THE rigour of the winter abated, and a rainy January was succeeded by a long spell of warm caressing weather, borrowed from May-time, so mild and sunny was it. The trees were bursting into early bud, the sallows were hung with catkins, primroses were a-bloom, and all over the marsh the ewes were with young. No shepherd there remembered so early a lambing season, nor one more fruitful.

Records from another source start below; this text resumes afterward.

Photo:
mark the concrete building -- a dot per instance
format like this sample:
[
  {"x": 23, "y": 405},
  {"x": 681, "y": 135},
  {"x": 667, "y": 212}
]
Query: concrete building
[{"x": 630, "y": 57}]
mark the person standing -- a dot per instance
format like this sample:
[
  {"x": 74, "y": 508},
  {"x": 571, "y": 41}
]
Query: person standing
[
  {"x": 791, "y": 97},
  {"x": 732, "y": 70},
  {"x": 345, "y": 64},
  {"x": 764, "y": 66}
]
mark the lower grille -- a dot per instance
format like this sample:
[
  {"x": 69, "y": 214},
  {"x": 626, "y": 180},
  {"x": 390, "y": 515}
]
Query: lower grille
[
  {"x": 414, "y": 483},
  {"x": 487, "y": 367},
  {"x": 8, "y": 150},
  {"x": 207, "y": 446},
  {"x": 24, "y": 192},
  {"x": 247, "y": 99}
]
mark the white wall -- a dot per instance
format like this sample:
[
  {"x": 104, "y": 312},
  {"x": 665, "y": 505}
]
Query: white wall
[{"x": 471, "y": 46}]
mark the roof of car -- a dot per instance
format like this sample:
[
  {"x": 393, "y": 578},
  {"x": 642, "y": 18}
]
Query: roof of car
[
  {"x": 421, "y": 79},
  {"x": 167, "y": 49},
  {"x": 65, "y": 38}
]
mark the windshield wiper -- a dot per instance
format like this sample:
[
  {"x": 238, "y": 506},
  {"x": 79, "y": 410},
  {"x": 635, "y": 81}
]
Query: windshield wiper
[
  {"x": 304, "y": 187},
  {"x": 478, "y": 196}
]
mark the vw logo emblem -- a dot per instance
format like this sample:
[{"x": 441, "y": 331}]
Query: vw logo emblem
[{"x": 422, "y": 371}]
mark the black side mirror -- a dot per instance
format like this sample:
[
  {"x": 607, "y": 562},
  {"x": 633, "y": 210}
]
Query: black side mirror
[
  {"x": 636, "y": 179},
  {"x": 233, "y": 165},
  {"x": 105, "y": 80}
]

Colin had spent a month on his beloved island, recuperating, and that very successfully, after his illness. Then one day, after a week of London, that longing for Stanier overcame him, and he drove down alone, with no plan but to stay there as long as he was content. He would find there only his grandmother, and she now kept to her room entirely, and no more preposterous rubbers of whist would be demanded in the evening. “After all, she has played two rubbers every night for seventy years,” thought Colin, and tried to work out the portentous sum of the total. But on his arrival, her nurse came down to tell him that she was mysteriously aware, it seemed, that he was coming, for she kept restlessly muttering to herself, “Colin will be here soon”: perhaps she would be quieted by the sight of him. So, rather grudgingly, for it must surely be a sheer waste of time, he went up to see her. There she lay in bed, pallid and immobile, with her pearls round her neck, and looked at him with that disconcerting, unwinking gaze, behind which there seemed to lie some frozen consciousness and knowledge. She was still repeating, even while she gazed at him, “Colin will be here soon,” but suddenly she stopped and gave that smile which looked as if it was the blurred reflection of something very far away, and she muttered no more.

Surely the spell of Stanier, thought Colin as he left her, that nameless magic of the legend and its gift, had so penetrated her, that now, when the ultimate mists thickened about her, that was the last illumination, dimly piercing the cold shadows, that shone on her. She still had some consciousness of him as the inheritor of it all, and he remained the last link, now wearing so thin, of her connection with the visible world. He could imagine that; the spell of Stanier was strong, and it would be so still, he thought, as he closed his dying eyes on its splendour and his doom. A long way off that seemed, on this young morning of spring.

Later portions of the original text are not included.